As for Adrian, I’ll wait until he’s an adult and then reach out. I’ve been saying this for about five years. I’m not interfering in his life or Margot’s. If I told you how much that breaks my heart to not have him in my life it would break your heart just to hear it.
4. Last night I just chilled (sweated is more like it) with a bowl of ramen and Sam Cooke. Top Ramen with an egg whisked in at the end and some frozen veggies. I sang along. Then to Al Green and Stevie Wonder. I didn’t get to Teddy Pendergrass or Otis. But I played The Supremes…”Can’t Hurry Love” and “Love Child.” My sisters would tell you this is torture under the Geneva Convention to have to listen to me sing. But I’m paying a premium to live alone right now so it’s just me.

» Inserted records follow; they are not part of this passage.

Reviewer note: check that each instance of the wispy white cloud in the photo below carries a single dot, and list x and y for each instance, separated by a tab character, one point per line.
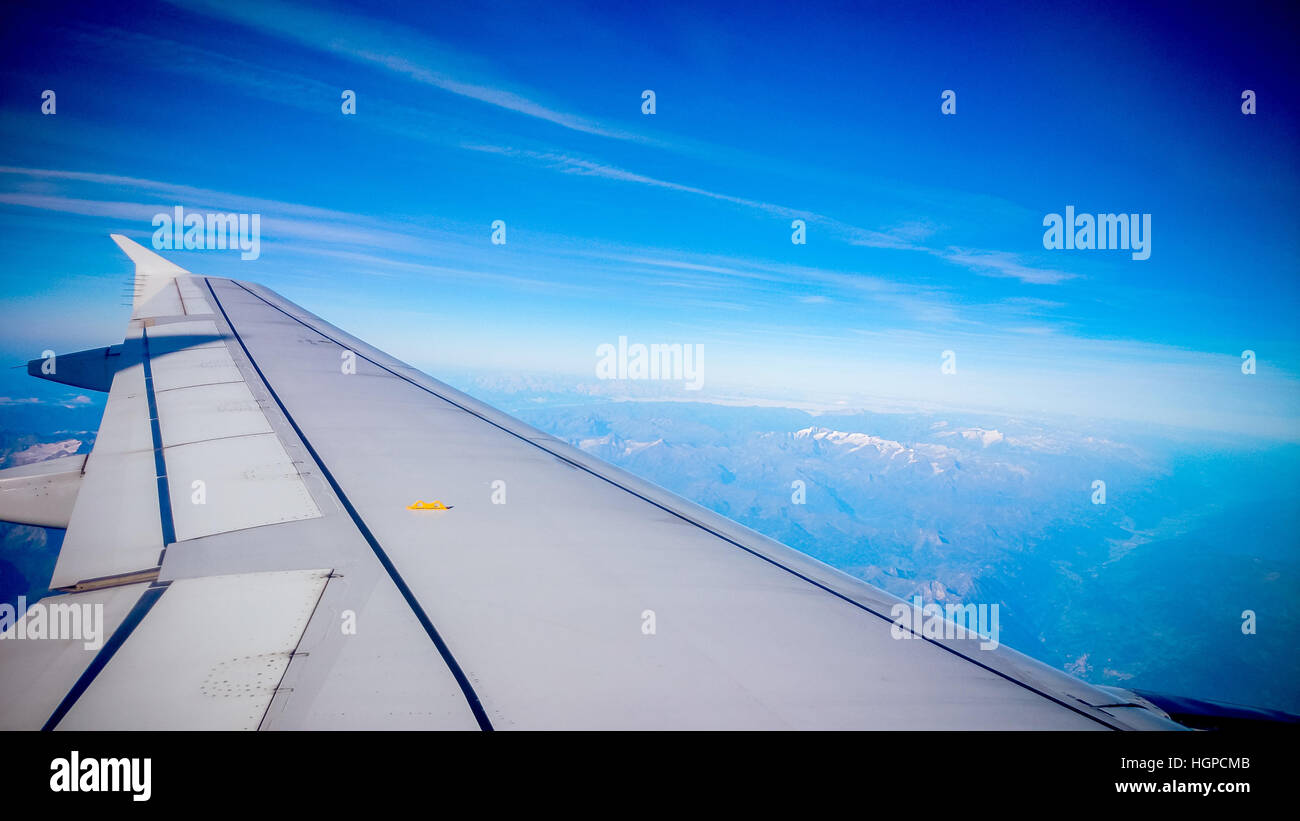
391	47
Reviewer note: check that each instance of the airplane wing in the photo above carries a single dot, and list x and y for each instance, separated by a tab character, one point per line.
245	530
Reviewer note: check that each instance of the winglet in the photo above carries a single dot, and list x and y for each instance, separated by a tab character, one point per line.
152	273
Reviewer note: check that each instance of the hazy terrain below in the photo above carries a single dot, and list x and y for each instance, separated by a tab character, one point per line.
1145	590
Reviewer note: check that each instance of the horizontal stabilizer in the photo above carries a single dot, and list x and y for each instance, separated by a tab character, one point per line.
42	494
90	369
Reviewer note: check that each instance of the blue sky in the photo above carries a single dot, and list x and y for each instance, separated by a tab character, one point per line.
923	231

5. My birthday is in nine days. An arbitrary day but good as any other to reflect and decide what I want to take into the future with me. Mikey said he would make a lasagna (ricotta, not béchamel because we know better). There’s a 37% chance it will actually happen, but it’s nice to know he cares.
6. Emily is slogging through the Tribeca Film Festival. I get her back at the end of June. We’re going to see The Lemon Twigs at Elsewhere on August 18th.
7. Nicole is in Chicago experiencing the same things I experienced in 2017 and 2018 when I was exploring NYC. I love it. And I’m so very, very grateful that I’ve got her in my life. I hope she comes for a visit so we can riff over nachos.
8. I have to think of fun things to do with Jon when he comes to stay for two months. He got us ticket to Andy Shauf, which makes my heart swell. He’ll probably be busking or maybe not. But it should be good times.